You’ve heard of big data, but what about big code? Big code is among the new code challenges playing out across the IT industry as the sheer volume of source code that organizations have to manage--as well as the complexity of that code--constantly increases.
Let’s take a look at what big code means, the code challenges it creates and how developers and IT teams can respond.
What Is Big Code?
The term “big code” has been tossed around in a few different contexts over the past decade. Some folks have used it to refer to software associated with big data projects. For others, it involves taking a big data analytics approach to studying source code.
In this article on code challenges, however, I want to discuss another definition of big code that has begun to gain traction lately: the ever-increasing size and complexity of the codebases that the typical organization has to maintain.
From this perspective, we are living in the era of big code in the sense that everyone now needs to manage massive volumes of code. Even small companies with basic software needs may have to maintain tens of thousands of lines of code that is written in multiple languages, uses widely varying data structures, incorporates dependencies from dozens of upstream projects, and so on.
The Growth of Code--and Code Challenges
To illustrate what big code looks like and how the complexities of code management today are different from those of the past, consider the following data points:
- As of 2020, the Linux kernel contains about 28 million lines of code. That’s about 158 times more code than the 176,250 lines that Linux 1.0 included when it debuted in 1994.
- Windows 95 had about 10 million lines of code, Windows XP had 40 million, and Windows 10 reportedly contains about 50 million.
- Kubernetes, despite being only five years old and targeting a relatively limited use case, already involves about 2 million lines of code.
- As of 2012, a typical car reportedly relied on around 100 million lines of code. And that was just an ordinary, run-of-the-mill car, not a self-driving wonder.
- Depending on how you count, there are anywhere between 250 and 25,000 different programming languages in existence today. What’s more, there are multiple frameworks or programming tools associated with each of these languages.
These are only scattered data points, and they don’t prove that every organization everywhere is now dealing with bigger code challenges than it did in the past. It’s also true, of course, that lines of code is a crude and imperfect metric for assessing code complexity.
Still, in the absence of more comprehensive information, data like this offers a sense of how, by and large, the sheer size of codebases--and code challenges--has grown over time. It’s a safe bet that this is true not just for major, enterprise-grade platforms like Linux and Windows, but also for internal line-of-business apps that power the everyday operations of most companies.
Big Code Challenges, Big Code Solutions
The reason this matters from the perspective of developers and IT engineers is that the effort required to maintain, deploy and update applications tends to increase along with the size and complexity of a codebase.
The more lines of code you have in an application, the harder it is to pinpoint the source of a bug or ensure that a change in one part of your codebase doesn’t create a problem somewhere else. Likewise, the more modules your application includes, the harder it is to build and deploy a new release.

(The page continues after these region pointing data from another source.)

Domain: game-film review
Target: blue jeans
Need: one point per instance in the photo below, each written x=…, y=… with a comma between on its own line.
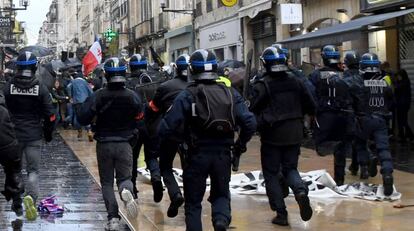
x=273, y=158
x=374, y=127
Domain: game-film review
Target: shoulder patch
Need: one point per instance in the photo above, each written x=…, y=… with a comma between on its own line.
x=375, y=83
x=33, y=91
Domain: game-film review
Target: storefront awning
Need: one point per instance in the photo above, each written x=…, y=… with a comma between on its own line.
x=254, y=9
x=347, y=31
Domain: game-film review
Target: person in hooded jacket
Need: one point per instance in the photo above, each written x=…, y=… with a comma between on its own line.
x=279, y=101
x=160, y=104
x=138, y=65
x=334, y=119
x=31, y=109
x=209, y=152
x=117, y=112
x=11, y=160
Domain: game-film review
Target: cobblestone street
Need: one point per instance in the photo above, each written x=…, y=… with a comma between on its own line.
x=63, y=175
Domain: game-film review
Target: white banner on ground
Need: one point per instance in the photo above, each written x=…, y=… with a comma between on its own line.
x=320, y=184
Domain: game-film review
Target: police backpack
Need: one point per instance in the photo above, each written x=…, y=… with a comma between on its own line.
x=212, y=110
x=333, y=91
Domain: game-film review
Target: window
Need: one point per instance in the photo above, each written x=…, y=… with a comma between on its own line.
x=199, y=11
x=146, y=10
x=209, y=6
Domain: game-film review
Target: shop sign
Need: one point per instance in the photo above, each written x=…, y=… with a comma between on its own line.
x=291, y=13
x=216, y=36
x=220, y=34
x=229, y=3
x=5, y=22
x=371, y=5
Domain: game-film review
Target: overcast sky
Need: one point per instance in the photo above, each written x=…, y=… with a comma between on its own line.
x=34, y=17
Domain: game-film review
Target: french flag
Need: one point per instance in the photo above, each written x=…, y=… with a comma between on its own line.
x=92, y=59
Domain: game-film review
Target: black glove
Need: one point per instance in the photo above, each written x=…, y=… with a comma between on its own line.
x=48, y=127
x=238, y=149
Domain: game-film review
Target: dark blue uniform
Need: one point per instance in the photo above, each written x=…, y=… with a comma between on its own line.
x=210, y=156
x=162, y=101
x=149, y=141
x=279, y=103
x=374, y=110
x=334, y=119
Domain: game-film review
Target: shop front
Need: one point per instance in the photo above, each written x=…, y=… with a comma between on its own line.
x=224, y=38
x=179, y=42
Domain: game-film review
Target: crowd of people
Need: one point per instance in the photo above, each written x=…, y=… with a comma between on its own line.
x=202, y=117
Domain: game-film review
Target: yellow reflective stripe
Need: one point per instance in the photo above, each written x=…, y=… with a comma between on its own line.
x=224, y=80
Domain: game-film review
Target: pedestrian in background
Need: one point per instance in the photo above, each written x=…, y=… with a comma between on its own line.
x=79, y=90
x=402, y=94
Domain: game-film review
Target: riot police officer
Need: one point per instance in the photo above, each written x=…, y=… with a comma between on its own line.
x=353, y=78
x=334, y=120
x=161, y=103
x=138, y=65
x=374, y=110
x=31, y=109
x=117, y=111
x=279, y=101
x=209, y=136
x=11, y=160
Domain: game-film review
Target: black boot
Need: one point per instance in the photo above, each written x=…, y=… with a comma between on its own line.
x=364, y=172
x=304, y=206
x=284, y=186
x=176, y=202
x=280, y=219
x=353, y=168
x=388, y=182
x=373, y=171
x=339, y=180
x=220, y=225
x=157, y=188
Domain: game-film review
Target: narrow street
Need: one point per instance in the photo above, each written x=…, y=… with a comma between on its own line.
x=63, y=175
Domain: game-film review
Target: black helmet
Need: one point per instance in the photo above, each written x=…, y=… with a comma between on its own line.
x=138, y=62
x=369, y=64
x=26, y=64
x=284, y=50
x=330, y=55
x=203, y=65
x=351, y=59
x=182, y=64
x=115, y=70
x=274, y=59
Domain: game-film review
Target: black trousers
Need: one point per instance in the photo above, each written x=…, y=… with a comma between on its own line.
x=168, y=151
x=150, y=152
x=11, y=160
x=114, y=159
x=273, y=158
x=202, y=163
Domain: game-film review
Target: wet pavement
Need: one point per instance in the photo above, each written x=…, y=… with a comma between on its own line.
x=253, y=212
x=63, y=175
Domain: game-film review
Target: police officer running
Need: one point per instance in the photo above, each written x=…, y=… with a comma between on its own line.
x=11, y=160
x=161, y=103
x=334, y=120
x=373, y=111
x=208, y=111
x=32, y=112
x=138, y=65
x=116, y=112
x=353, y=78
x=279, y=101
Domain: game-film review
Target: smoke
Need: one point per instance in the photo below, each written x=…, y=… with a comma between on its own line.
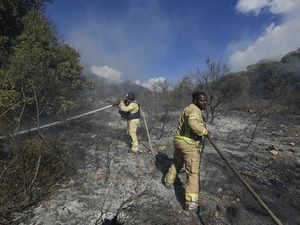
x=127, y=43
x=153, y=84
x=107, y=73
x=276, y=41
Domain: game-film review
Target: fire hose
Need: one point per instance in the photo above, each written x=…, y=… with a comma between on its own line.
x=56, y=123
x=249, y=188
x=73, y=118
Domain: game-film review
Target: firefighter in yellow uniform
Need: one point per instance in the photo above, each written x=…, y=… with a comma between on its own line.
x=187, y=139
x=130, y=110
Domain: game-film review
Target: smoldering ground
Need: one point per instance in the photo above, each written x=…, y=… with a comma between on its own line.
x=111, y=186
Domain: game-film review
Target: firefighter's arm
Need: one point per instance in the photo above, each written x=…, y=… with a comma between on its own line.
x=196, y=123
x=125, y=108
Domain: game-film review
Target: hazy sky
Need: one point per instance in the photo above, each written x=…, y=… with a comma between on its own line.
x=155, y=39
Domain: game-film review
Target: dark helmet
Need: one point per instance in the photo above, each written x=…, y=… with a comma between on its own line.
x=130, y=96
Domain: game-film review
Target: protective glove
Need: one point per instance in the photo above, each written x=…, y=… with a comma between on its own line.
x=116, y=104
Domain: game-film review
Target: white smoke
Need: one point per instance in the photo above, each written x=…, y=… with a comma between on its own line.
x=276, y=41
x=107, y=73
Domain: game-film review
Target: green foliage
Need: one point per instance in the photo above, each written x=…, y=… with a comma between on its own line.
x=38, y=70
x=35, y=167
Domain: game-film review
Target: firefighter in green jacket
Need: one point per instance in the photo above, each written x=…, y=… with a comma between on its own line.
x=187, y=139
x=130, y=110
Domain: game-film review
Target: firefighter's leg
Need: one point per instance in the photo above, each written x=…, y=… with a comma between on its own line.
x=176, y=166
x=133, y=125
x=192, y=160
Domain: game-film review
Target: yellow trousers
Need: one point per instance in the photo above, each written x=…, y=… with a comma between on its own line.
x=132, y=128
x=187, y=155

And the more languages, types of databases, APIs and so on that you have to contend with within a single codebase, the more challenging it is to keep everything in sync, mitigate potential security issues and keep track of how it all fits together.
Making matters more complicated is the fact that, despite the multi-factor increase in the size and complexity of the typical codebase over the past decade or two, the tools available to manage these challenges haven’t changed much in the same period. IDEs haven’t evolved fundamentally. Neither have build or deployment tools, or even project management software.
There have been some incremental improvements in tooling. It might be easier to automate some aspects of software delivery today than it was a decade ago, thanks to integrated CI/CD platforms. Tools like Git (and GitHub and GitLab) have also made it easier to manage codebases in a collaborative, centralized way. Yet, by and large, the effectiveness of management tools hasn’t grown by magnitudes in the same way that the complexity of source code has.
Dealing with Big Code Challenges
If you’re a developer or IT engineer, then, big code means that your job is just harder than it used to be. Unfortunately, there’s no simple solution for this challenge.
There are, however, some small steps that teams can take to help ensure that they don’t drown in big code:
- Eliminate unused code, meaning code that lurks within your codebase, and is included in builds, but does not actually power any features of your application that are in active use.
- Embrace microservices, which help tame the complexity of sprawling codebases. Although microservices and big code are rarely discussed in tandem, I have a suspicion that part of the reason microservices have become so popular over the past decade is that they help make big code more manageable.
- Establish policies within your team regarding which development frameworks, tools and other resources you will use. To mitigate complexity, avoid situations where every developer does something different based on personal preferences or which programming framework happens to be trendy at a given moment.
- Make effective use of comments in code. Comments won’t tame all of the complexity on their own, but they’ll make it easier to troubleshoot issues and understand how one part of your codebase interacts with other parts.
The bottom line: Code is constantly increasing in size and complexity, and that probably won’t change anytime soon. The best that developers and IT teams can do is adopt strategies to help mitigate the challenges posed by big code, rather than trying to eliminate them entirely.